Eco-Complete also tends to buffer the water a little bit to a higher pH (unless you actually rinsed it several times before putting in there). I would definitely recommend Flora-Base or ADA Amazonia II soil if you decide to change the substrate next time.

Evaporation does not cause pH to shoot up. If the water is neutral to begin with, it will always remain neutral even if it evaporates. Whatever pH it starts out with, no matter how much evaporation, it will always remain the same. Unless all of a sudden you have an increase of high levels of ammonia, then your pH will shoot down instead.

Also, you can actually use Seachem Flourish but I would only use it for RCS tank (not with CRS though) since they are more tolerable and less sensitive to CRS. However, I would only use half of what is recommended though and only dose 1X per water change. That should be more than enough. I have grown HC, Downoi, C. parva, Eriocalauon sp. and other hard growing plants without CO2 and fertilzer in shrimp tanks with good success. The growth might be very slow but as long as you have enough light, it will still grow and not starve over time. Plants do not need that much nutrients compare with animals.


----------



## Scipio (Feb 18, 2008)

Thank you Kenshin,

I did rinse the eco-complete several times before adding it to my tank. I think I'm just going to have to wait it out and see if the PH will drop on its own after time with WCs of 50/50. If not then I'm just going to have to hope for the best. 

I'm starting to get to to zealous and stressed out at the same time over the water perameters. The last time I went through this when I had Discus I ended up getting burned out. When you hobby turnes out to be a work related chore then its no longer fun :smash:


----------



## Scipio (Feb 18, 2008)

Found a CRS berried today  Now lets see if I can find a berried tiger in the coming days. Seems like as long as my KH/GH is not to high the high PH may no be to much of an issue. But only time will tell.

And if I'm lucky enough the CRS will give birth.... to what? Other CRS or to Tiger hybrids? Here also only time will tell.


----------



## Scipio (Feb 18, 2008)

WOW!!! right after my last post I went over to my 125g and found a berried tiger eace:

Now will she give birth to tigers or CRS hybrids? Again time will only tell.... if they don't drop the eggs rayer:


----------



## Kenshin (Feb 26, 2007)

Why did you put the Tiger and CRS together? If you know they are going to create hybrids (if they interbreed), why did you even attempt that? The hybrids do not even look close to either parents. 
I hope you do not plan to distribute them to others. 

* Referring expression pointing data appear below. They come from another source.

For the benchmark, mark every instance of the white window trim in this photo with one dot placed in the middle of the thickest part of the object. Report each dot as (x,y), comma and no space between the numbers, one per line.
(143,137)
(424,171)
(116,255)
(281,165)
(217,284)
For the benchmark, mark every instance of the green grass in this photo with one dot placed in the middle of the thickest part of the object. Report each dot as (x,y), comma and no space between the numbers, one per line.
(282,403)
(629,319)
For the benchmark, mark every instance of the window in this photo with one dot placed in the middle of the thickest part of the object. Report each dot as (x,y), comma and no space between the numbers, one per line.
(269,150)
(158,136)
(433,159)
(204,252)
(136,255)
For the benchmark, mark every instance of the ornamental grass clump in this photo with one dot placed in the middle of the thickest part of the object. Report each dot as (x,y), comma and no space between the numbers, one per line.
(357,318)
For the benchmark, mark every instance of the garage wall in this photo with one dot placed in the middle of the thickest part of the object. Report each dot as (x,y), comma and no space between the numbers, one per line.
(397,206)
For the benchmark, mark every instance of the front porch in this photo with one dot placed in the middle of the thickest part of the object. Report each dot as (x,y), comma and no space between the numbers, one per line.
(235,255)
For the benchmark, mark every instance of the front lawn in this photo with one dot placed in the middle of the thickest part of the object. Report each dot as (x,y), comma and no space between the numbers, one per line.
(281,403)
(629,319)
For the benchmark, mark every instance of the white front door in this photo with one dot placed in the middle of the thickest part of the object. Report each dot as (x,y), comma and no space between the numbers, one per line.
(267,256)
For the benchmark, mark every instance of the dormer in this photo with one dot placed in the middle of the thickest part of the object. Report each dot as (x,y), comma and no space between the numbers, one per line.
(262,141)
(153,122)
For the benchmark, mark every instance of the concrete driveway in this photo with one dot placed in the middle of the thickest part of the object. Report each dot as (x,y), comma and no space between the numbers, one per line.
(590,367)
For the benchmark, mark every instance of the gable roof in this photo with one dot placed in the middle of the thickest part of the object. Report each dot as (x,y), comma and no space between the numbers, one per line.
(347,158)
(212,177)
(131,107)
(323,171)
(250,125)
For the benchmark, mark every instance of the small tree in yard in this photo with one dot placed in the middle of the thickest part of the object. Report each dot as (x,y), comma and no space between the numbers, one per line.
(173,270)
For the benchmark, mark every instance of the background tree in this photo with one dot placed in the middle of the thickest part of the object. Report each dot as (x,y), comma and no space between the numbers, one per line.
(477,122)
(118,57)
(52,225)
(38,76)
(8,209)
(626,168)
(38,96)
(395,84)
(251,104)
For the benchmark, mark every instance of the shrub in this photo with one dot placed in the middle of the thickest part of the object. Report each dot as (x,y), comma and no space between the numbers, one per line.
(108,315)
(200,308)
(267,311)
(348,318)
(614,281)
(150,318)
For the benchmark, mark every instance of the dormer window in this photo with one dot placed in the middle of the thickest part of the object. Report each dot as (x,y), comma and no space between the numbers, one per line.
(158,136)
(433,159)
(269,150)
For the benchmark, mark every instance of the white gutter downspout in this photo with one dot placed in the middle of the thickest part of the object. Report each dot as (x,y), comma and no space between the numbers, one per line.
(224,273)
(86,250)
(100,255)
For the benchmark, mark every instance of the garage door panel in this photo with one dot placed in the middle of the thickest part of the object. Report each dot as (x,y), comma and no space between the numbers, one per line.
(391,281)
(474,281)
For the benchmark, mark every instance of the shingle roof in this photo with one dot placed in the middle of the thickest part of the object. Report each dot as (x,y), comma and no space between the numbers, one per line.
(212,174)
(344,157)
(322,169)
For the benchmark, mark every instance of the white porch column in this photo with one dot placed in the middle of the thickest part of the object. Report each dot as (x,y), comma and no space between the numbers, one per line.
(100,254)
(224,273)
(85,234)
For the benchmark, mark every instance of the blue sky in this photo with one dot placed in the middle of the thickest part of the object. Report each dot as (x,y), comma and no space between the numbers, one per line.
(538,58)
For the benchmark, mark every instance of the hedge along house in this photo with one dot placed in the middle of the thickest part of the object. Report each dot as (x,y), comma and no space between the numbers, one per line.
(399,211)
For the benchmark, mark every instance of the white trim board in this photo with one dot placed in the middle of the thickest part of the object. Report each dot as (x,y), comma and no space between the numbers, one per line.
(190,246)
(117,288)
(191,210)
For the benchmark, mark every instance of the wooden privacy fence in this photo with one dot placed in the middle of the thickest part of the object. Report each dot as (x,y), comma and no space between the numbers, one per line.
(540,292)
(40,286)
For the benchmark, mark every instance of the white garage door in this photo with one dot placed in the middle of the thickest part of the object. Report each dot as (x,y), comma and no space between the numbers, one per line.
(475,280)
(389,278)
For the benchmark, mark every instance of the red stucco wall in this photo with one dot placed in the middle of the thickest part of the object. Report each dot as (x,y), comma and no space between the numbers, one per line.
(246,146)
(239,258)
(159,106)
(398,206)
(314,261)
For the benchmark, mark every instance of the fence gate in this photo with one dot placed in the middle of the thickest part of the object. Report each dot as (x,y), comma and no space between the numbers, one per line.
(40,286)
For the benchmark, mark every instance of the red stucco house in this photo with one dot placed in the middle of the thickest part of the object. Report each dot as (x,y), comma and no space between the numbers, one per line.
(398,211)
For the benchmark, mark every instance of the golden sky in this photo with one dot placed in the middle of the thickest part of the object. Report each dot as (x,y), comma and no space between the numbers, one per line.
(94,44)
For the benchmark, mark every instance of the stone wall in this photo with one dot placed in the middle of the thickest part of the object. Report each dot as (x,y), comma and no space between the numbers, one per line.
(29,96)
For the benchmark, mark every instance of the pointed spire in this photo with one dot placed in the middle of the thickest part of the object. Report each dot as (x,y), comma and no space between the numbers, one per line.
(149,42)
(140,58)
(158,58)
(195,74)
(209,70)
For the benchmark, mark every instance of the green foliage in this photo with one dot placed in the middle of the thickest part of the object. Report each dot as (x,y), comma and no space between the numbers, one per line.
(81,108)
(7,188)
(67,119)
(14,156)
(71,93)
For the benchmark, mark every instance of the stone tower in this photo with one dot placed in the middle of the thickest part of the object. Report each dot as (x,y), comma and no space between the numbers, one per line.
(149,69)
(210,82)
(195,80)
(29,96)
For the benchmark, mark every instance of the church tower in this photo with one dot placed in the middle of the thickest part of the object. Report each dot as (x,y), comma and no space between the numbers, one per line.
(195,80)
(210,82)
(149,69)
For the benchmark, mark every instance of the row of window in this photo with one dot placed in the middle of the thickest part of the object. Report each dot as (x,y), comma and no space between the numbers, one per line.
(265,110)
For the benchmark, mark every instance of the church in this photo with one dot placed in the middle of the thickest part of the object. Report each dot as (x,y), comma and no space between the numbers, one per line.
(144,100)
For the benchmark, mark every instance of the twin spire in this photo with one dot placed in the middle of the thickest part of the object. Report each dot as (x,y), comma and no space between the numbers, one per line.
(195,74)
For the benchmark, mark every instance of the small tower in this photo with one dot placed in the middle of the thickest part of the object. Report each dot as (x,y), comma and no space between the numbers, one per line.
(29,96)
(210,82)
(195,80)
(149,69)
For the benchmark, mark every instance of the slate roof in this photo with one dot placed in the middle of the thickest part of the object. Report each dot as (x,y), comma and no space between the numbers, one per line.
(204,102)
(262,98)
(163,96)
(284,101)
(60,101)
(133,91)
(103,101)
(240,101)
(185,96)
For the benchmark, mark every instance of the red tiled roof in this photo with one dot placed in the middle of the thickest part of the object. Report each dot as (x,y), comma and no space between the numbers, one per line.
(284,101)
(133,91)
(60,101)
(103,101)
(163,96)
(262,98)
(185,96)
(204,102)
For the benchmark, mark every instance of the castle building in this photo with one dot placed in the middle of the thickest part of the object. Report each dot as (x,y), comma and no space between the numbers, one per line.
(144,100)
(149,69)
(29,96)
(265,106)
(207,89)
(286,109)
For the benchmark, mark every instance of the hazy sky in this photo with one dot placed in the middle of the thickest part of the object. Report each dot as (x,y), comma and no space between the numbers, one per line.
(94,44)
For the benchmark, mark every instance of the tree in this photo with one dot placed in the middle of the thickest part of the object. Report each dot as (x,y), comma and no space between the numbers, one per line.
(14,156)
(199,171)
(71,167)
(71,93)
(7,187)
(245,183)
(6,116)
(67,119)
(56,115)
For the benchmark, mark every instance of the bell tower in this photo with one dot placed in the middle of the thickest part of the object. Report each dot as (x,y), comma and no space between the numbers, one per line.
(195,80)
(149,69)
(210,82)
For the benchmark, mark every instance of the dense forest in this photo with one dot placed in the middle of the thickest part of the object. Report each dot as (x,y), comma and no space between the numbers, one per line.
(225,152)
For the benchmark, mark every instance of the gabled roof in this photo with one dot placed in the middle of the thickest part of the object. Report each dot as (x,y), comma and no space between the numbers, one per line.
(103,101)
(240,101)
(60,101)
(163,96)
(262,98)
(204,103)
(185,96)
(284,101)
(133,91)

In addition, your high pH is and will always be an issue. Why did you still put them together in the 125 gallon tank with all the other fish (tetras)? Almost all of the (if not all) shrimplets will be eaten by your fish or die by your pH. iIt just seems like you are trying to prove me wrong on purpose by doing everything the opposite. If that is the case, why bother to even post your question or waste all that money on the Tiger and CRS shrimps in the first place?


----------



## Scipio (Feb 18, 2008)

Kenshin,

1. I put them together before I actually found out they could interbreed and once I found out they could I didn't think they would breed anyways in my high PH. I hear that crossing them will breed the so called red tiger, but who know? I sure don't.... I'm new. I can always split them up at a later date.

2. No, I have no plans to "distribute" them to others. 

3. I now know that my PH is always going to be an issue since I can't seem to do nothing to lower it aside from adding CO2. 

4. Who said I had fish? I have not had fish in my tanks for over 4 years.

5. You say that it seems that I'm trying to prove you wrong. How is it my fault that they (tigers and CRS) are now berried? Please don't assume that I am trying to prove you wrong. I posted cause I need help and am still learning. 

Perhaps you never made any mistakes when you first started out but I for one am not ashamed to learn from my mistakes. When I first got the CRS I read in two separate places that CRS can breed in PH of 7.5 but they do better in lower PH. I have read in other forums that PH is not as important as making sure that the GH/KH was low aswell as the TDS. I guess I got a little ahead of my self instead of doing more research. But what can I do now? ..... Ah yes I can learn and that is why I am posting and asking questions. Would you rather me not post and ask question since I might end up offending you again with my ignorance and things that might be out of my control? Sorry 

Well I'll see what happens in the days to come. Maybe they will dump the eggs since my PH is to high. Forgive me if I seem upset but I in no way ment to offend you. But your assumptions have bothered me just a bit. 

Once again I have no control that I have berried shrimps in high PH when they are not supposed to. Perhaps the shrimps forgot to read the memo.

My apologies


----------



## Kenshin (Feb 26, 2007)

Scipio,

First of all, you do not need to apologize to me. I am (and was) never offended by your posts. I know you just need some guidance in your situation. But I was just annoyed about your pH situation in addition to your Tiger/CRS situation. I do not want you to spend too much money on shrimps (because I have been there before and done it) so I tried right away to give you my best suggestions. I just believed you did not even want to bother with my suggestion (or maybe other people's suggestions as well) but keep doing it your way and in my assumption I believed you were trying to prove me wrong (or others as well). 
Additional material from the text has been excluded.